Guided Learning
When we use DataChat, analysis is augmented with visualization and vice versa. Visualizations provide an easier way to understand your data and simplify how you share your insights with others.
We'll step through how to build and annotate a chart from datasets.
Open the BikeShare Dataset
Open a new session from the homepage, download the dataset "BikeShare dataset (Excel)" from DataChat Training, and load it into a new session.
BikeShare.xlsx contains the datasets "BikeShare", "SeasonDecode", and "WeatherDecode". When an Excel file loads into a new session, each sheet loads as a separate dataset. The "All Datasets" table displays all the datasets loaded into the session. Once we close the "All Datasets" table, the "BikeShare" dataset displays in the dataset panel of Grid mode.
The BikeShare dataset captures the activity of bike riders during the period Jan. 1, 2011 through Feb. 26, 2012. It also captures weather and seasonal data.
Explore Your Data with Chart Builder
The Chart Builder provides an interactive interface in which to refine our analysis by visualization. To open the Chart Builder, click Plot in the sidebar.
Now, let's ask a few questions about our data.
When do people ride their bikes?
In the Chart Builder, select "hour" for the X-Axis and "allRiders" for the Y-Axis.
By default, the ChartBuilder starts with the scatter chart option. You can also hover over the options to see what other plot types are available.
In the chart display panel, hover over the lines for each hour to see the individual data points that make up each line.
We can see the lowest number of riders at 4 am, ramping up to one local maximum at 8 am, and an overall maximum at 5 pm – two peaks per weekday. This corresponds to what we'd guess for rush-hour travel.
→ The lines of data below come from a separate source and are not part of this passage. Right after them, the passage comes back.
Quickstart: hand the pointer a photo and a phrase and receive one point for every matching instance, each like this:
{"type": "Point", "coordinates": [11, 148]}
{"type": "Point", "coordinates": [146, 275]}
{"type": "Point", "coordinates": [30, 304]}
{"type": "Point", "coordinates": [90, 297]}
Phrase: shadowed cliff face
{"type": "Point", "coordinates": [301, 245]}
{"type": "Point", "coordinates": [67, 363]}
Let's change the chart type to "Violin".
The violin chart gives a more nuanced perspective of the distribution of riders. But for now, let's return to the scatter chart.
Does it look the same on holidays?
Under Optional Fields, select "holiday" from Subplot.
We can see that on holidays, riders start riding about the same time, but stay out later.
Setting a subplot separates the main plot into subplots based on the values of the column chosen in Subplot. In this case, holiday is Integer type. We can click Describe at the bottom of the chart display to verify.
Looking at the chart titles, we can see that the leftmost chart includes points where holiday is 0, while for the rightmost chart, holiday is 1.
Do registered riders and casual riders have different hours?
Let's change Y-Axis to "registeredRiders".
We can see that the peaks we saw with "allRiders" remain during rush hour.
We can also change Y-Axis to "casualRiders".
The profile of rides change from rush-hour peaks to a bell curve that shifts to rise between 10 AM and 8 PM, with a maximum around 2 PM.
Note how the number of casualRiders is far fewer than the total number of allRiders. If we used Dataset > Describe during exploration, we would see that there are 322 unique casualRiders and 776 unique registeredRiders with a total of 1098 unique allRiders.
What does the weather look like when people ride?
Let's create a couple more charts to investigate how weather conditions impact riders. Select Single Metric Chart and enter "relativeHumidity" for the column.
This chart displays a single value, in this case, the average relative humidity at 63%. By default, the column selected typically defaults to average for the aggregate. To change the aggregate value, click the column name and select a new aggregate.
Let's try a different chart type. Click Line Chart and enter "temperatureRelativeto41C" for the X-Axis and "allRiders", "casualRiders", and "registeredRiders" for the Y-Axis.
Here, we can see that as temperature increases, so does ridership across all types of riders. We can also see that both registered riders and all riders decreases significantly after the temperature gets too warm.
Let's create one last chart to explore weather situations. Select Stacked Bar Chart then enter "weatherSituation" for the X-Axis, average "allRiders" for the Y-Axis, and "seasonCode" for the Partition.
This chart reveals to us the average riders in each season for each weather situation. We can see that seasons 2 and 3, summer and fall, have the highest ridership for weather situations 1 and 2, clear and cloudy weather, with almost no ridership for weather situation 4, heavy rain.
So far, we have been building the chart within the Chart Builder. When it's in a form we want to save, click Submit.